Oh ya, one thing that came to me yesterday was, I realize I have a great fear of people, God the same. So, I try to REMEMBER, "it's ('just') (x)" (if it's someone I can/ should trust, there is a good past even if I can't remember the details/ feel fear). So I thought that yesterday with God too, as in "it's 'just' God" (not in a disrespectful way, I mean as in 'who I know who I have depended on, who I have turned to, who is good, who I should trust', etc).

Sweetest Mercy, thank you so much for your kind words, have to head to work but I so appreciate them, from you and everyone. Left to 'think' about it (I won't), I feel much doubt as to 'deserving' all these things, or being worth it. Except to be so grateful for you and everyone's help/ kindness. Without a doubt others seem to think I have a (any) value far beyond what I can grasp yet, and have tried harder for me than I could try or would think of trying for myself.

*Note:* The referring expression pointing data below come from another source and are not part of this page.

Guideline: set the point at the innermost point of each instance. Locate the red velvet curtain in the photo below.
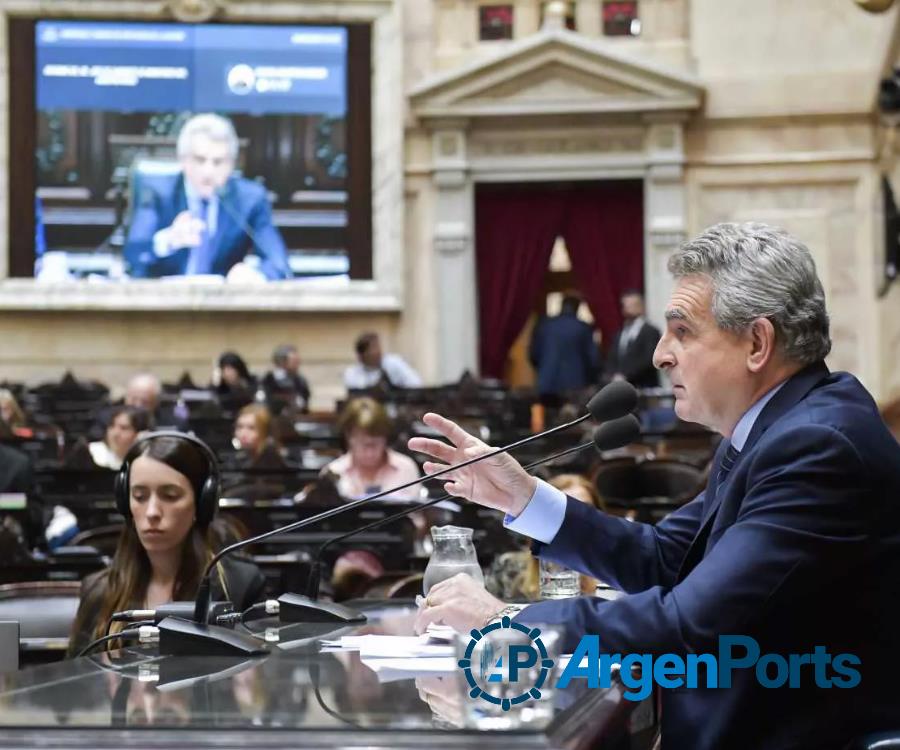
(514, 235)
(515, 228)
(604, 234)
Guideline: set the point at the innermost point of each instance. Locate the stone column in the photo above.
(456, 277)
(664, 211)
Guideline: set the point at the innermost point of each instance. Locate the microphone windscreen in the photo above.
(613, 401)
(616, 433)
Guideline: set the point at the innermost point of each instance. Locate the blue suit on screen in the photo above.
(244, 226)
(799, 547)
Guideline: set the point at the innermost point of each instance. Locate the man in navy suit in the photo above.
(795, 542)
(630, 355)
(204, 220)
(563, 352)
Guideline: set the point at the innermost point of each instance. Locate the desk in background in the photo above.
(293, 698)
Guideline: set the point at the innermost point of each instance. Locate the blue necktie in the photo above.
(725, 467)
(201, 259)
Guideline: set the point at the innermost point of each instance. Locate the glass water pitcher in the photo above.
(453, 553)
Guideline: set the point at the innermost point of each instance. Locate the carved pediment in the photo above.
(555, 72)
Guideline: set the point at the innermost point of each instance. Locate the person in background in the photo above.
(252, 429)
(800, 504)
(233, 381)
(516, 575)
(163, 548)
(375, 368)
(13, 415)
(143, 391)
(563, 353)
(284, 386)
(205, 219)
(369, 465)
(122, 430)
(630, 356)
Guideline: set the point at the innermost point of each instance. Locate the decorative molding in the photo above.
(555, 72)
(623, 142)
(452, 238)
(666, 240)
(335, 295)
(195, 11)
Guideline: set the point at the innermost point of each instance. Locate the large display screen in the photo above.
(172, 150)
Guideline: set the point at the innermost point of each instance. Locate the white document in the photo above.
(385, 646)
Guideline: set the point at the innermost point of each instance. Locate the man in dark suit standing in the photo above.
(795, 542)
(204, 220)
(563, 352)
(284, 386)
(630, 356)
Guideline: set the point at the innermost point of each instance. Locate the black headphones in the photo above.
(207, 500)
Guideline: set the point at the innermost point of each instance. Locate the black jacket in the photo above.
(15, 470)
(244, 584)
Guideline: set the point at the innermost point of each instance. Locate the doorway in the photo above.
(535, 241)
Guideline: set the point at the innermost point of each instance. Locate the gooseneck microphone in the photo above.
(611, 402)
(608, 436)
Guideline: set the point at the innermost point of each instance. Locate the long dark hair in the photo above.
(125, 582)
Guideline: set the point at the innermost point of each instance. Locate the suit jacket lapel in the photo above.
(224, 224)
(179, 205)
(794, 390)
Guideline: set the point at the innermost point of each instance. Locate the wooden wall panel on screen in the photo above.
(22, 118)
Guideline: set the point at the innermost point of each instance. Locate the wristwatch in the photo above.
(510, 610)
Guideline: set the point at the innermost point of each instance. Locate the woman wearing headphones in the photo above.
(167, 489)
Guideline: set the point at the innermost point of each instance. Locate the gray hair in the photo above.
(281, 354)
(759, 271)
(214, 127)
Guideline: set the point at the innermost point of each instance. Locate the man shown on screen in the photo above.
(204, 219)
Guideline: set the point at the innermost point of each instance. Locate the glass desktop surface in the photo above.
(294, 697)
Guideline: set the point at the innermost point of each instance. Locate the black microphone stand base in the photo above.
(299, 608)
(179, 637)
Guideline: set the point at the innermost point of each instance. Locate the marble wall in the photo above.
(786, 132)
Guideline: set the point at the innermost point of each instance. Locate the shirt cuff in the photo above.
(542, 517)
(161, 243)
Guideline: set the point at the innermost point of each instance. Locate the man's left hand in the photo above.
(460, 602)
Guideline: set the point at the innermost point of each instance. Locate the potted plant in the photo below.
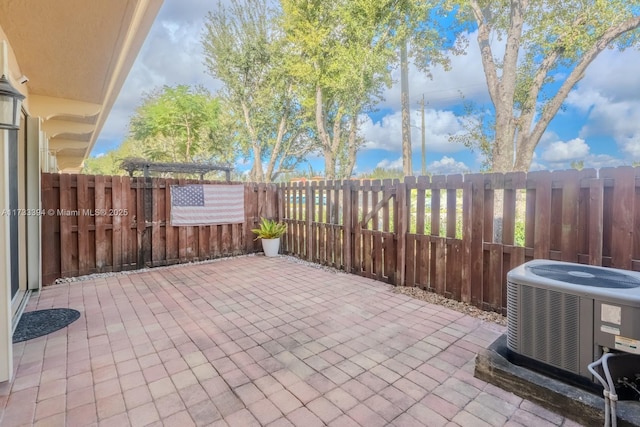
(270, 232)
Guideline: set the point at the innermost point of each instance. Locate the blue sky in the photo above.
(600, 123)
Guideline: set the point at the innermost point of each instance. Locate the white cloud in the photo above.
(561, 152)
(609, 94)
(447, 166)
(387, 133)
(171, 55)
(465, 80)
(390, 164)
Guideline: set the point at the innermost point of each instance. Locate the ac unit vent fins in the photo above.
(549, 326)
(585, 275)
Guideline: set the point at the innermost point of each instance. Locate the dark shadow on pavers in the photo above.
(584, 407)
(34, 324)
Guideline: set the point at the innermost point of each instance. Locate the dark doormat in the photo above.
(34, 324)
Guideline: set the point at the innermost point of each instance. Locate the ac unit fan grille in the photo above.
(544, 325)
(585, 275)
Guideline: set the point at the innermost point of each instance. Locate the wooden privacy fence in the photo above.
(460, 235)
(455, 235)
(94, 224)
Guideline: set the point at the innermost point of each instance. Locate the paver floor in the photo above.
(255, 341)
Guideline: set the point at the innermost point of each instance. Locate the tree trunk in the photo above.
(257, 172)
(323, 135)
(406, 110)
(353, 147)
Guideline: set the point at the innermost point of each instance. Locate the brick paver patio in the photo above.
(255, 341)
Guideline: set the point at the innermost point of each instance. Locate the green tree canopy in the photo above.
(548, 45)
(244, 49)
(109, 162)
(180, 124)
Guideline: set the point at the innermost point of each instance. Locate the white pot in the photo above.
(271, 246)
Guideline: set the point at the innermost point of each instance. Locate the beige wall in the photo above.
(29, 147)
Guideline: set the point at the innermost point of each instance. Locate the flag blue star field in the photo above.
(199, 204)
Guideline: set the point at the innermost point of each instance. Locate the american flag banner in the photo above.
(199, 204)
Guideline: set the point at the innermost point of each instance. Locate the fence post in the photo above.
(401, 233)
(347, 225)
(596, 215)
(308, 217)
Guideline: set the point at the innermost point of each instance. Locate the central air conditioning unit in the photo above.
(564, 315)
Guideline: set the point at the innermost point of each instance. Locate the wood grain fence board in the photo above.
(513, 183)
(423, 246)
(454, 182)
(389, 257)
(102, 248)
(347, 227)
(569, 215)
(401, 217)
(308, 215)
(171, 234)
(375, 197)
(411, 279)
(435, 228)
(467, 227)
(542, 216)
(622, 215)
(357, 229)
(116, 223)
(140, 223)
(387, 212)
(300, 247)
(477, 236)
(635, 254)
(454, 272)
(69, 260)
(128, 238)
(51, 254)
(86, 256)
(440, 264)
(492, 292)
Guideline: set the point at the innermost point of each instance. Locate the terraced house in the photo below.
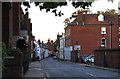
(92, 31)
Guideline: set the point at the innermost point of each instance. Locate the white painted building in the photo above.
(64, 52)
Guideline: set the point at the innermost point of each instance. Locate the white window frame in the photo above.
(118, 30)
(102, 42)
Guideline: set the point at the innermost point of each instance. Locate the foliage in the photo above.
(53, 4)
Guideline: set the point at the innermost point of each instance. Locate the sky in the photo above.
(46, 25)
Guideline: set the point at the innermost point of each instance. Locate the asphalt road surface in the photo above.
(66, 69)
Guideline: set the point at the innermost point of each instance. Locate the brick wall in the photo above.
(107, 58)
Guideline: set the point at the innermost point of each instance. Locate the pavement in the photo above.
(36, 71)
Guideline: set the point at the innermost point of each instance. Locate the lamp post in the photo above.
(104, 38)
(111, 34)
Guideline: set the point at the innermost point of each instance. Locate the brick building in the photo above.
(14, 21)
(92, 31)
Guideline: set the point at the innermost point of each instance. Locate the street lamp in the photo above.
(103, 33)
(111, 33)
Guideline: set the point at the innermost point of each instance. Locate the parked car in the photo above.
(54, 57)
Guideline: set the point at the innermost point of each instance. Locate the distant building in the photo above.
(92, 31)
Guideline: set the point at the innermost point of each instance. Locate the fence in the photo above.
(107, 57)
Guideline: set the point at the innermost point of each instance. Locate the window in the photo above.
(103, 42)
(103, 30)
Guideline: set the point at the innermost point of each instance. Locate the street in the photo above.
(56, 68)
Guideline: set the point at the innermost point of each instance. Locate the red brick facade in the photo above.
(86, 31)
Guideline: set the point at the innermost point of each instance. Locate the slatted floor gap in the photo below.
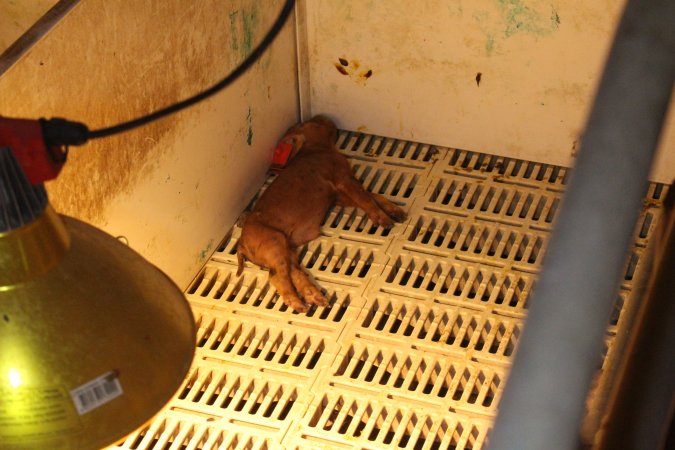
(414, 348)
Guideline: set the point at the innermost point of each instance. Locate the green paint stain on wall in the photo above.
(242, 31)
(234, 41)
(555, 19)
(519, 17)
(489, 44)
(249, 124)
(250, 21)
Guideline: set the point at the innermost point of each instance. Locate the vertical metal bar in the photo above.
(560, 348)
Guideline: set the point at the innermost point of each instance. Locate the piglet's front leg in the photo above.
(381, 211)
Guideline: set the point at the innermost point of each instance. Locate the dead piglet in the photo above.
(290, 211)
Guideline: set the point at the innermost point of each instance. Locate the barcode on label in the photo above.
(96, 393)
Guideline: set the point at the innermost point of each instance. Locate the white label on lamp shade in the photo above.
(97, 392)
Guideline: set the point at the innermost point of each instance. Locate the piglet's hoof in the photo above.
(296, 305)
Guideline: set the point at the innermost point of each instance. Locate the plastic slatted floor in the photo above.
(415, 347)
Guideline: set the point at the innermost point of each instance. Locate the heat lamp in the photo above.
(94, 340)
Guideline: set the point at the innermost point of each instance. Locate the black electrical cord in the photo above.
(222, 84)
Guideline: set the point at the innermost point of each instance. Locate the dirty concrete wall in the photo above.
(508, 77)
(172, 188)
(17, 16)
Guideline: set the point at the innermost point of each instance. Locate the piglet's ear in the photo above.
(295, 140)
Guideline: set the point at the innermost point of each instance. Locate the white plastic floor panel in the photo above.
(414, 349)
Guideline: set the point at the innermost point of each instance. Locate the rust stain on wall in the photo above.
(121, 61)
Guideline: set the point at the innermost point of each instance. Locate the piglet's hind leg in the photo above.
(269, 248)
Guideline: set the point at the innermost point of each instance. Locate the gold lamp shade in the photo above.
(94, 340)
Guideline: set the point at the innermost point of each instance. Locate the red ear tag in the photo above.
(281, 155)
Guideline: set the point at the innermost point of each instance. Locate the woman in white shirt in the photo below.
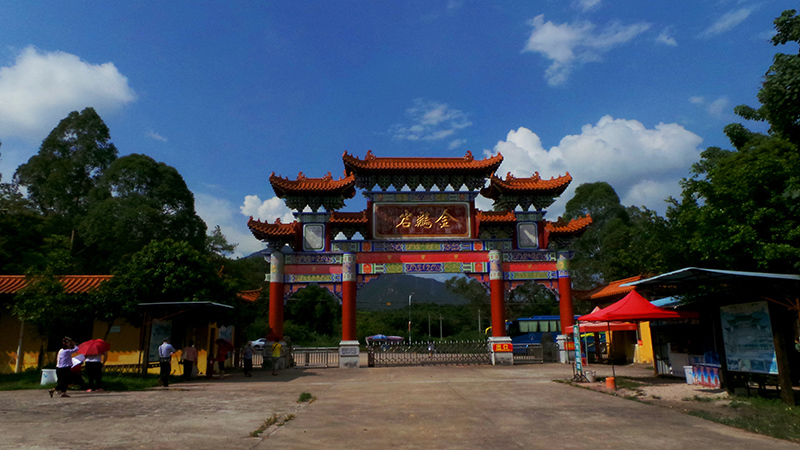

(((((((((Always Sweetest Mercy :) :inlove: ))))))
XOXOXOXOXOXOX! :) :hug:
 
Gee, I was thinking, if one chooses or feels inclined to believe in God, you would think it would be as in 'love'; that is, I too believe God is love, but I must say I guess I think God hates me. Therefore it is hard (or 'weird') for me, to love God but feel that. I guess it's a trust thing?

Also, it occurred to me that if the only thing that qualifies as a 'trauma' (for myself) is what you don't survive, it wouldn't be a trauma or 'traumatic', simply because (I) wouldn't be alive, it wouldn't 'be' anything! Yikes. At least even I can see that doesn't make sense. :eek: :rolleyes:

Whitney, despite this 'stuff' above (just 'ramblings'), I remember what you said about the 10 minutes, etc, and Mercy, about starting small.

Xoxox, :hug:
 
And, just quickly, because there were lots of instances of life-or-death, if it wasn't life or death, it wasn't a 'trauma'.

I do understand since june, it's no small wonder, after considering myself as a 'murderer', basically, and of someone I loved on top of it, from (for) me- a person who was gentle, well it's no wonder the ptsd stuff showed up after that I guess. And that's not even taking in to consideration it was unexpected and what it was (horrendous without those thoughts). Plus my dad and I were super close.

What I didn't realize until now was that coming to that conclusion then was influenced by the fact that I believed as I did as a consequence of my childhood circumstances/ experiences. As you said Whitney, nothing occurred to me as 'not normal'. I truly felt the expectation that it was up to me (being there, too) to have done/ said something, because I knew better and at all ages that I can all (from about 5 years old up) I thought I had 'solve' whatever was occurring, for myself and or others, too, contribute to the solution, not cause grief or be (have) 'needy' / (needs). Yikes, can't find the word.